Can Chest X-Rays Find Lung Cancer Early?
Recent News About Peter Jennings Raised Questions About Lung Cancer Screening
April 8, 2005 -- When the news that Peter Jennings had lung cancer hit earlier this week, many WebMD users asked why doctors don't use chest X-rays to diagnose lung cancer at an early stage, when it's more treatable.
WebMD turned to cancer expert Harold Burstein, MD, assistant professor of medicine at Harvard Medical School in Boston, for the answer.
Lung Cancer Most Preventable
"Lung cancer is the No. 1 cause of cancer death in the U.S. for both men and women. The vast majority of lung cancer cases are caused by smoking," Burstein tells WebMD. "Thus, lung cancer simultaneously represents the most devastating cancer in our society, and the most preventable."
He says there are good screening tests for many types of cancer, such as the Pap smear for cervical cancer, the mammogram for breast cancer, and colonoscopy for colorectal cancer.
But what about chest X-rays for lung cancer?
Too Late for a Cure
"The answer is surprisingly complex," he says.
Chest X-rays are inadequate for diagnosing lung cancers at an early stage, when they are more treatable.
"By the time lung cancers are discovered on chest X-ray, the tumor is often too far advanced to allow the patient to be cured with surgery or radiation therapy.
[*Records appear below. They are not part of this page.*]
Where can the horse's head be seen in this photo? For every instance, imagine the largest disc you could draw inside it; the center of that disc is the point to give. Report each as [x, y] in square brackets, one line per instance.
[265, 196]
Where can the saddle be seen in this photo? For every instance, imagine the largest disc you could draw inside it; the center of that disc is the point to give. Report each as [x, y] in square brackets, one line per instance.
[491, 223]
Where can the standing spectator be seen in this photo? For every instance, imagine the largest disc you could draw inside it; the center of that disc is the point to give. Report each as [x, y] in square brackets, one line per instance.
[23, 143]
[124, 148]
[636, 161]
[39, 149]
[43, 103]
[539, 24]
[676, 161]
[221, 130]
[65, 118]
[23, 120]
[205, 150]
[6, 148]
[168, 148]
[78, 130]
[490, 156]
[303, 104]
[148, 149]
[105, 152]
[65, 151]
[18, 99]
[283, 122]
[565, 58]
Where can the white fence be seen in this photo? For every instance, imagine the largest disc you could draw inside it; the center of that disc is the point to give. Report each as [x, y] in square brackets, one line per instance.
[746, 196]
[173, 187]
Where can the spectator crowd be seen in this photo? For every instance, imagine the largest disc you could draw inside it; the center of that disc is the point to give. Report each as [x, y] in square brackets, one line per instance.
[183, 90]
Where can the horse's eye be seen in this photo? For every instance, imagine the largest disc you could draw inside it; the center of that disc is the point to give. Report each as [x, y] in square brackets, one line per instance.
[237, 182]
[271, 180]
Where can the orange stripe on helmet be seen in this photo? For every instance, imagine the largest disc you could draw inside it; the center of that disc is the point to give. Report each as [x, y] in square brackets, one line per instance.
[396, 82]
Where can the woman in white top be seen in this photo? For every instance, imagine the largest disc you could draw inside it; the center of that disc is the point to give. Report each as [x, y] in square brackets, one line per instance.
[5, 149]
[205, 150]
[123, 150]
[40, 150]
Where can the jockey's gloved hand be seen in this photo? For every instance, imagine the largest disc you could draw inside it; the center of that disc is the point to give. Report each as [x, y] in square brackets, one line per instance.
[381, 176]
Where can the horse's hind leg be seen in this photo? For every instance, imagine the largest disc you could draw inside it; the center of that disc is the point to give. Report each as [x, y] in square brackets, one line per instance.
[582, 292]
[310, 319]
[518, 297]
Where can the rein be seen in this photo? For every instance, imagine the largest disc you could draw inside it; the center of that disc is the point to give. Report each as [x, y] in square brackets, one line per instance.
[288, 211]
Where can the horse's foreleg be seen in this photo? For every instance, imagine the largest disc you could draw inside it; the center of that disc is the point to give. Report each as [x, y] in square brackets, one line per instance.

Chest X-rays often miss small, potentially curable lung tumors, as they are too hard to see," says Burstein.
In addition, many things seen on a chest X-ray turn out to be artifacts or benign problems. "If you start getting lots of screening chest X-rays, you end up performing other testing on many patients, which are often unnecessary."
In recent years a lot of attention has been paid to high-tech scans called high resolution, spiral CT scans. The hope was that these CT scans would be able to find smaller, earlier cancers without leading to further unnecessary tests.
"A variety of recent studies in the U.S. and Japan have suggested that high-resolution CT scans can often detect lung cancers. In particular, these cancers seem to be small (stage I), suggesting that they may be more likely to be cured with surgery," says Burstein.
However, he explains that these were small, early studies that were not able to answer the questions of whether CT scans can actually save lives.